Captain Griffith had ordered the fitting of a high second rail inboard of the lifeboats to prevent their being rushed in the event of an emergency, but this hampered the launching of the boats. Further problems were encountered when the ship listed to port then heavily to starboard. Only two lifeboats were launched, of which one was virtually swamped and the other capsized. The Porthoustock lifeboat Charlotte launched at 7:25. They found the two ship's boats. One had capsized but 3 people were saved from it, from the other the lifeboat they rescued 24 people. They returned to the shore at about 10 o'clock to land the survivors.

Another of the lifeboat's crew had taken a small boat out to the Manacles and was able to direct the lifeboat to the spot where Mohegan had sunk. When it got there it was unable to get alongside because of large waves. The remaining people had climbed the masts and funnel which were still above the water. One of these was John Juddery, the ship's quartermaster, who swam across to the lifeboat and then back to the wreck with a rope. The lifeboat was then able to use this to safely get to a position where the people could be brought aboard. Of the 157 people on board, the Porthoustock lifeboat saved 44 and other boats brought 7 ashore but 106 drowned. For his part in the rescue, including taking the lifeboat out twice, James Hill was awarded an RNLI Silver Medal.

====Aftermath====

The recovered bodies are buried in a mass grave

Most of the recovered bodies of the drowned were buried in a mass grave in St Keverne churchyard, which was given a memorial stained glass window by the Atlantic Transport Line. Some bodies were sent to London for burial, whilst eight were shipped to New York on Mohegans sister ship Menominee. The Scottish poetaster William McGonagall commemorated the tragedy in his poem The Wreck of the Steamer "Mohegan". Most of the cargo was salvaged, though a diver lost his life in the process. The wreck gradually disintegrated in the following years.

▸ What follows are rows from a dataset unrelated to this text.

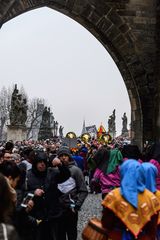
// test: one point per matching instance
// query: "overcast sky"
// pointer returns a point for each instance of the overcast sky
(55, 58)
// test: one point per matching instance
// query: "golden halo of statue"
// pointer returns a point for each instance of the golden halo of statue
(106, 138)
(85, 137)
(71, 135)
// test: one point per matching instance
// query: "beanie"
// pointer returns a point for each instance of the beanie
(64, 150)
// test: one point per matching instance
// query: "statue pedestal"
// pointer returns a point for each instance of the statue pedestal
(16, 133)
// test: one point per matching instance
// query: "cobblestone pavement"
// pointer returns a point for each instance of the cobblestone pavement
(91, 207)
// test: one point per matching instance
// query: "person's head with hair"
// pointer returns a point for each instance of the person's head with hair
(6, 203)
(9, 146)
(101, 158)
(131, 152)
(16, 158)
(151, 173)
(39, 163)
(132, 181)
(11, 171)
(64, 154)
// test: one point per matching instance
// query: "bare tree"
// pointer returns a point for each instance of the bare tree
(35, 110)
(5, 104)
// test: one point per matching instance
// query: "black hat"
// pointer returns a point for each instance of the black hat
(64, 150)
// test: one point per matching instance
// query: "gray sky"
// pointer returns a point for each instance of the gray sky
(57, 59)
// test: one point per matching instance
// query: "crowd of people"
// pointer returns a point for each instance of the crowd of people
(44, 184)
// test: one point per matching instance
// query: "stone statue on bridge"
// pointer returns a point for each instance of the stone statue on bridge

The wreck of Mohegan, and in the next year the stranding of the ocean liner SS Paris on Lowland point, led to the introduction of the Coverack lifeboat. The remains of the wreck are popular with divers, and artefacts such as crockery and brass portholes are occasionally recovered. A staircase salvaged from the wreck stands in Coverack youth hostel, at Parc Behan, School Hill, Coverack. The ship's bell resides at the Bell Inn in Thetford, Norfolk.

====Controversy====
The sinking was the greatest disaster in the history of the Atlantic Transport Line, and occurred in mysterious circumstances, as the ship had steered some distance off course. The Board of Trade enquiry recorded

"that a wrong course – W. by N. – was steered after passing the Eddystone, at 4.17 pm."

The loss of all of the officers in the wreck meant that no explanation could be found for the course, and it was ascribed to human error.